António Ventinha, procurador no Algarve, testemunha a disparidade de tratamento. E diz que isso não acontece apenas nas infracções rodoviárias. "Por regra, a justiça contra-ordenacional é muito mais dura que a justiça penal", resume. E completa: "Isso deve-se a dois factores: as contra-ordenações são muito pesadas e a justiça penal é muito branda."

Miguel Costa é advogado e já participou em mais de uma centena de julgamentos para decidir acusações de condução em estado de embriaguez. Atribui as culpas da desproporção ao legislador. "Nos tribunais, ao contrário do que é feito pelas autoridades administrativas, as penas reflectem o nível da culpa do arguido traduzido em dias de multa e a taxa diária dessa multa tem em conta, necessariamente, a situação económica do arguido", explica. António Ventinha diz que é comum os tribunais aplicarem 40 a 50 dias de multa a arguidos primários à taxa diária de cinco, seis ou sete euros, o que dá uma multa entre os 200 e os 350 euros, bastante inferior aos 500 euros mínimos aplicados nas contra-ordenações muito graves.

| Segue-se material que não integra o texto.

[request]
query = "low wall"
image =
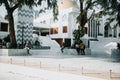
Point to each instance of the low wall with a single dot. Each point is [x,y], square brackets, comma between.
[13,52]
[74,52]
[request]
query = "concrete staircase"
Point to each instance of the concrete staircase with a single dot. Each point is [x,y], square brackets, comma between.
[103,46]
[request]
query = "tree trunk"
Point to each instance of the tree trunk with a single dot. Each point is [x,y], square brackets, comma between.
[11,29]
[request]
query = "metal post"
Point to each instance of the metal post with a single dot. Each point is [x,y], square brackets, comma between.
[82,69]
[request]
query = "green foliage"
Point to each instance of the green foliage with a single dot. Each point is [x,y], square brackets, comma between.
[79,33]
[111,8]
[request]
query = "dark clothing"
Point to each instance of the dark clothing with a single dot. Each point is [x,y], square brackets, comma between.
[28,46]
[77,48]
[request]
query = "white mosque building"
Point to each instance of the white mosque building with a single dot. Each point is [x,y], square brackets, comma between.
[62,29]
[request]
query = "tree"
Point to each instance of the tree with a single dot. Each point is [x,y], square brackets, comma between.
[111,8]
[12,5]
[85,7]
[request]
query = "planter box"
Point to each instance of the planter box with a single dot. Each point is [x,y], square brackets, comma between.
[74,52]
[115,53]
[13,52]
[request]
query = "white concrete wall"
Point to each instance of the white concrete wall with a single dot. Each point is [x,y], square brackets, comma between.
[13,52]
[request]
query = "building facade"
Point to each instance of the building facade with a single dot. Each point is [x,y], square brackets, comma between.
[23,25]
[62,29]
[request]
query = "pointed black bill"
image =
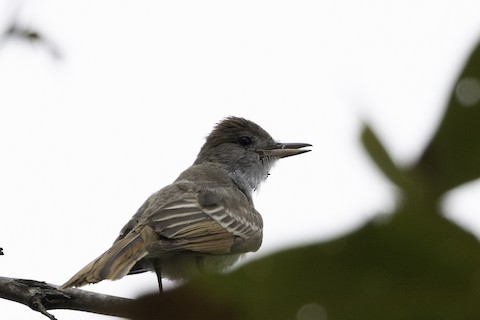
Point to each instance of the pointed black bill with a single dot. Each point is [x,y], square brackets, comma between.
[283,150]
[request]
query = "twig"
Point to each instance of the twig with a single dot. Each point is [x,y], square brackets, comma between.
[41,296]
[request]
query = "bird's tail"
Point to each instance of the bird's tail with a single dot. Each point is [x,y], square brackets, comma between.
[117,261]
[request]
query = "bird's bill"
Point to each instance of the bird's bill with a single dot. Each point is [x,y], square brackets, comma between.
[283,150]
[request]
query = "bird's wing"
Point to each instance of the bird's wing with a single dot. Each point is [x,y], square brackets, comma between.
[213,221]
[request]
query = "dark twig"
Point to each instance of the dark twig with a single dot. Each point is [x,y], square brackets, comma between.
[41,296]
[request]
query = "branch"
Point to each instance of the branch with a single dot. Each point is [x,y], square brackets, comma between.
[41,296]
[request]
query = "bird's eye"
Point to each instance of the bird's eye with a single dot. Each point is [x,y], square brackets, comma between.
[245,141]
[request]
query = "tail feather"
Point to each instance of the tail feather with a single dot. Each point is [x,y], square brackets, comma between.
[117,261]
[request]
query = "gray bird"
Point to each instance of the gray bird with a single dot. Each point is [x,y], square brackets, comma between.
[205,220]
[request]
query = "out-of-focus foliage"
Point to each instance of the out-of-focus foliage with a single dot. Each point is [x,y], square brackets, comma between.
[409,264]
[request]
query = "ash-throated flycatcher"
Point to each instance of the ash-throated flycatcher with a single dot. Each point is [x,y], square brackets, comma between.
[205,220]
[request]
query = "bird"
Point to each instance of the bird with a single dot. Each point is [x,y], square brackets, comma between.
[205,220]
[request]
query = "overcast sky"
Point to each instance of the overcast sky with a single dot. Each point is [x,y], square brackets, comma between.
[86,139]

O magistrado nota, contudo, que o mínimo de tempo de inibição de conduzir aplicado pelos tribunais é três meses, uma sanção mais pesada que o mínimo previsto para as contra-ordenações. Mas isso já não acontece nos casos de suspensão, que evitam o registo no cadastro e as custas judiciais.

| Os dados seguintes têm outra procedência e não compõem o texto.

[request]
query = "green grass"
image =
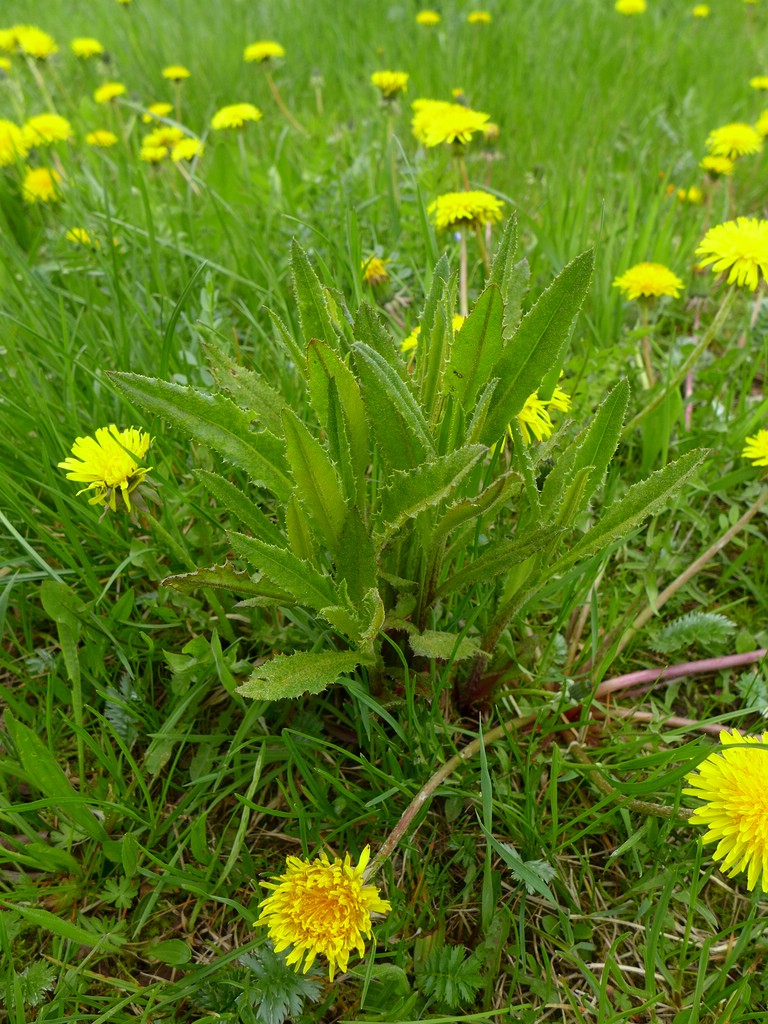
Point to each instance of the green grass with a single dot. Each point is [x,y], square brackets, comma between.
[141,798]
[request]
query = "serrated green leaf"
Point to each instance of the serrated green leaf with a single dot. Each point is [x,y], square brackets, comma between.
[412,492]
[594,446]
[228,579]
[641,501]
[537,345]
[398,425]
[215,421]
[247,388]
[317,484]
[476,349]
[292,675]
[245,510]
[293,574]
[314,315]
[42,770]
[443,646]
[499,557]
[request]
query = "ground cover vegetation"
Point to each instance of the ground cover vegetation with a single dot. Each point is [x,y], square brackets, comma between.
[383,450]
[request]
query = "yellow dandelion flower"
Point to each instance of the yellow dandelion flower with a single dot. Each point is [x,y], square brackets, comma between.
[81,238]
[45,129]
[465,209]
[739,247]
[175,73]
[109,464]
[733,784]
[756,449]
[375,270]
[449,123]
[718,167]
[12,143]
[101,138]
[187,148]
[167,135]
[40,185]
[692,195]
[236,116]
[322,906]
[535,420]
[153,154]
[34,42]
[411,342]
[265,49]
[734,139]
[85,47]
[155,111]
[648,281]
[390,83]
[109,91]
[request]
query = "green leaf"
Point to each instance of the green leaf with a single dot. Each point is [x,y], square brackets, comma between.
[292,675]
[398,425]
[411,492]
[247,388]
[499,557]
[245,509]
[215,421]
[641,501]
[286,570]
[107,941]
[314,315]
[594,446]
[476,349]
[228,579]
[537,345]
[173,951]
[43,772]
[317,484]
[443,646]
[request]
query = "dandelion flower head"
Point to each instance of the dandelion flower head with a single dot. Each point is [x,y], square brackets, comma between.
[465,209]
[109,91]
[45,129]
[756,449]
[739,247]
[236,116]
[648,281]
[322,906]
[733,784]
[175,73]
[101,138]
[734,139]
[717,166]
[109,464]
[390,83]
[34,42]
[85,47]
[12,143]
[265,49]
[40,185]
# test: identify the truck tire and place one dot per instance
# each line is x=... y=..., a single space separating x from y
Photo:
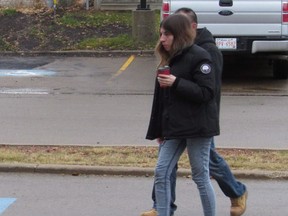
x=280 y=69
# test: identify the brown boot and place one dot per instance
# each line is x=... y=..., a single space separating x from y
x=238 y=205
x=151 y=212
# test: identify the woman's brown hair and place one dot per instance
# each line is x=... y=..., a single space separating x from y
x=180 y=27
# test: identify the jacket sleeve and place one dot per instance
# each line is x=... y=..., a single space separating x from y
x=200 y=88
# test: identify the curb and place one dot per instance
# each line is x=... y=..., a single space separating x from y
x=76 y=170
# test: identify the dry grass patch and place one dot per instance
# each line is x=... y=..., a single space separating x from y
x=138 y=156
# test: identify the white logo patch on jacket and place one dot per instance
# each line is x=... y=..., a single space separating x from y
x=205 y=68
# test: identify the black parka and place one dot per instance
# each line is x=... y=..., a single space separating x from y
x=188 y=108
x=205 y=40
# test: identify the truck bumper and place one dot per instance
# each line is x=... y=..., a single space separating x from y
x=269 y=46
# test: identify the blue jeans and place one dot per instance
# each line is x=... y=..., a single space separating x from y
x=219 y=170
x=198 y=152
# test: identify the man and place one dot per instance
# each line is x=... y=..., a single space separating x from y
x=218 y=167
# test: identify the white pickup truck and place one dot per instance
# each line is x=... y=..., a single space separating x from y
x=247 y=28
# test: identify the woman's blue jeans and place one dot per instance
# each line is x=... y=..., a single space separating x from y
x=198 y=152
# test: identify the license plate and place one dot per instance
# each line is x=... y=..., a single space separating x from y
x=226 y=43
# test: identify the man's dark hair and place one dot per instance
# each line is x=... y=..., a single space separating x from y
x=188 y=11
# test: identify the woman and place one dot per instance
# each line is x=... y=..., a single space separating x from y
x=184 y=112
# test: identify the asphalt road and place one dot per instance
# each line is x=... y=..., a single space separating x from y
x=50 y=195
x=107 y=101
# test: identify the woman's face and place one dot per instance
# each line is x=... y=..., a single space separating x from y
x=166 y=39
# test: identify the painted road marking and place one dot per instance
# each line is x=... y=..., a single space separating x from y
x=5 y=203
x=123 y=67
x=26 y=73
x=24 y=91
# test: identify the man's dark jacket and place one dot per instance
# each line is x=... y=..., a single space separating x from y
x=187 y=109
x=205 y=40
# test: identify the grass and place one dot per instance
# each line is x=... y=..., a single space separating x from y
x=99 y=19
x=241 y=159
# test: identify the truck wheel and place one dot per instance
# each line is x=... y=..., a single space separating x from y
x=280 y=69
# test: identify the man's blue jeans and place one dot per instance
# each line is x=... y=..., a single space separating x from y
x=198 y=152
x=219 y=170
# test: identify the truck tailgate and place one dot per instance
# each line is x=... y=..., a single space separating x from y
x=243 y=18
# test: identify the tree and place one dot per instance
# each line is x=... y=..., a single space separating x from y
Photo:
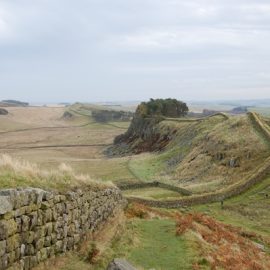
x=164 y=107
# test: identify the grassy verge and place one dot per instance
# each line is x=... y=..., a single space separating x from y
x=155 y=193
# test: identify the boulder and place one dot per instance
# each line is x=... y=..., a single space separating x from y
x=120 y=264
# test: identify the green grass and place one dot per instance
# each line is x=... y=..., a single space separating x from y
x=155 y=193
x=262 y=110
x=156 y=246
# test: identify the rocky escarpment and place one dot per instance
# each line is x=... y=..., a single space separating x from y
x=36 y=224
x=143 y=135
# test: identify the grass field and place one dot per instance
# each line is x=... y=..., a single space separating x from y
x=156 y=193
x=40 y=135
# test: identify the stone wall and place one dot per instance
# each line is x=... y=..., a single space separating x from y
x=258 y=175
x=36 y=224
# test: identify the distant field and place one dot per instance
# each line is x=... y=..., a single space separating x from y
x=262 y=110
x=40 y=135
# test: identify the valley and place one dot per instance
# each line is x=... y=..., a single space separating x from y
x=208 y=157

Carlos Teixeira, que coordena o Ministério Público em Gondomar, considera difícil compatibilizar o regime contra-ordenacional e o penal, já que funcionam de forma diferente, mas acredita que os tribunais se devem preocupar em fazer uma compatibilidade prática. "Se calhar para uniformizar é melhor actuar ao nível contra-ordenacional, diminuindo o mínimo das coimas", sugere.

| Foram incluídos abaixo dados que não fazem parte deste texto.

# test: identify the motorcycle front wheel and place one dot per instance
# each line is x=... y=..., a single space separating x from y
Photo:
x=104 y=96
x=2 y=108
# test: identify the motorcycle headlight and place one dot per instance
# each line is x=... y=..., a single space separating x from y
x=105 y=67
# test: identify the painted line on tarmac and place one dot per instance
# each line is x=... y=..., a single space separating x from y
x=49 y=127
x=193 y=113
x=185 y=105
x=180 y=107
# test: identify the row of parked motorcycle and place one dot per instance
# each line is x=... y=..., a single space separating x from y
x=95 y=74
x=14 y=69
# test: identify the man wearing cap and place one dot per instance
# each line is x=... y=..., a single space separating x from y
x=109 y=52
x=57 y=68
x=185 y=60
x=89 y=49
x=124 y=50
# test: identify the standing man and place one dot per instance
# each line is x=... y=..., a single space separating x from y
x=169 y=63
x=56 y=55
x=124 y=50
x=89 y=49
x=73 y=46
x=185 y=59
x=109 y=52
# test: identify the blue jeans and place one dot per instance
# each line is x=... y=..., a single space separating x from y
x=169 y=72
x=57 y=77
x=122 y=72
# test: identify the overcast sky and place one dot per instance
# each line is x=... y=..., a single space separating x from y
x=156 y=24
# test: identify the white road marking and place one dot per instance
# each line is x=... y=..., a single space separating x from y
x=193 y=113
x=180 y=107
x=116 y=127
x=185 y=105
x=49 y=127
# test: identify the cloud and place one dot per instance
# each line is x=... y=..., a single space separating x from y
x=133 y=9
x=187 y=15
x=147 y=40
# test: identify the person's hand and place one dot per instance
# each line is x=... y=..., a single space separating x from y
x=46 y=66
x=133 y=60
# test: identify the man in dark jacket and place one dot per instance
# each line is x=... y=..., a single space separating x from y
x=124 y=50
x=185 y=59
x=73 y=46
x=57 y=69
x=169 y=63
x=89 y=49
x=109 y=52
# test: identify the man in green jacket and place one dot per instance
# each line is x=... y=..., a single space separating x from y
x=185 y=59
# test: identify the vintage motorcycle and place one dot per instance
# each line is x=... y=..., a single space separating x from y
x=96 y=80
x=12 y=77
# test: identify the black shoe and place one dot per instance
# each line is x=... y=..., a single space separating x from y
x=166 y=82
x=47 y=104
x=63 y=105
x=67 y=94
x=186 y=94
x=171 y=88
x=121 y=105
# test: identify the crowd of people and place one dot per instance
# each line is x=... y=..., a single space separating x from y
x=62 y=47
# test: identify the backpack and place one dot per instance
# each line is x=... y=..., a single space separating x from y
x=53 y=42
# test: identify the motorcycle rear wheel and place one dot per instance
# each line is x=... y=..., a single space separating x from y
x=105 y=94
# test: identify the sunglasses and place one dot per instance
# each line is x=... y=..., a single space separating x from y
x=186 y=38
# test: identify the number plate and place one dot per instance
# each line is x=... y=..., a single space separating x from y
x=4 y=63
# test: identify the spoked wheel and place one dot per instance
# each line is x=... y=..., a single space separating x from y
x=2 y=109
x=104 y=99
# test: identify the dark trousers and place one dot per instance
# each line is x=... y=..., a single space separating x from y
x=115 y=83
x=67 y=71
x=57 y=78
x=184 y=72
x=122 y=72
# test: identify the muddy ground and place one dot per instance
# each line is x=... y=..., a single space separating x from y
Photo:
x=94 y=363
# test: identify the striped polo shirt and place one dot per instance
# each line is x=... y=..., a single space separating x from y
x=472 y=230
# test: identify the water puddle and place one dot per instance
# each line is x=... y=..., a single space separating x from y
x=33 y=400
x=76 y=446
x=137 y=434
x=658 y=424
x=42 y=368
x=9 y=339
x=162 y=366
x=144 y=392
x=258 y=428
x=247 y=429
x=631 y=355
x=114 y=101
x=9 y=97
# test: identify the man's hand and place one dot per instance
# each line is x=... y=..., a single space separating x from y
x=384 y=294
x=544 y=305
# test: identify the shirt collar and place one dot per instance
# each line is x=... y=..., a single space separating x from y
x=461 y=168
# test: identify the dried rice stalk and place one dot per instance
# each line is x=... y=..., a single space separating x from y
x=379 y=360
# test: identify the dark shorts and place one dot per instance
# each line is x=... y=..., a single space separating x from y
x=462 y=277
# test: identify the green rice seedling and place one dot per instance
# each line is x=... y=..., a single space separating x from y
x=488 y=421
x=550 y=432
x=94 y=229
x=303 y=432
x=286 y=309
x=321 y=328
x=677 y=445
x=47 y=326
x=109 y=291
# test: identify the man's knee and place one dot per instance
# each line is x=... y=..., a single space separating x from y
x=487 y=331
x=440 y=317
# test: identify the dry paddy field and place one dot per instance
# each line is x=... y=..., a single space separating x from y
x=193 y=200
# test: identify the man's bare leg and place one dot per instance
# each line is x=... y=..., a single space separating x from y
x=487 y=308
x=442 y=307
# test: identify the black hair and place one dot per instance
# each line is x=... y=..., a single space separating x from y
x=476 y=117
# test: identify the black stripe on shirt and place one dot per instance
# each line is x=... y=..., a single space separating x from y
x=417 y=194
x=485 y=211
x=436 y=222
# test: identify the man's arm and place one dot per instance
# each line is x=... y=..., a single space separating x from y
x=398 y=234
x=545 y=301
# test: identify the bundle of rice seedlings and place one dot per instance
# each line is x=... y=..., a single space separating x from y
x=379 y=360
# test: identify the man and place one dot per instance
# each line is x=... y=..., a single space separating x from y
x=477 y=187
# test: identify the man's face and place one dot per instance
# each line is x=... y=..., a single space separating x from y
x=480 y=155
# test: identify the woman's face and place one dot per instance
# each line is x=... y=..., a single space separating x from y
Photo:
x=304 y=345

O juiz António Martins, presidente da ASJP, propõe outra alteração: "A suspensão do processo não permite que seja decretada a sanção acessória de inibição de conduzir, talvez se justificasse fazer uma alteração da lei." Apesar disso muitos procuradores notificam os condutores de que não podem conduzir durante um determinado período e obrigam-nos a entregar a carta ao tribunal. Mas para Martins isso é pouco: "Se o condutor for apanhado a conduzir nesse período, o máximo que lhe pode acontecer é ter uma contra-ordenação por não apresentar o documento na hora."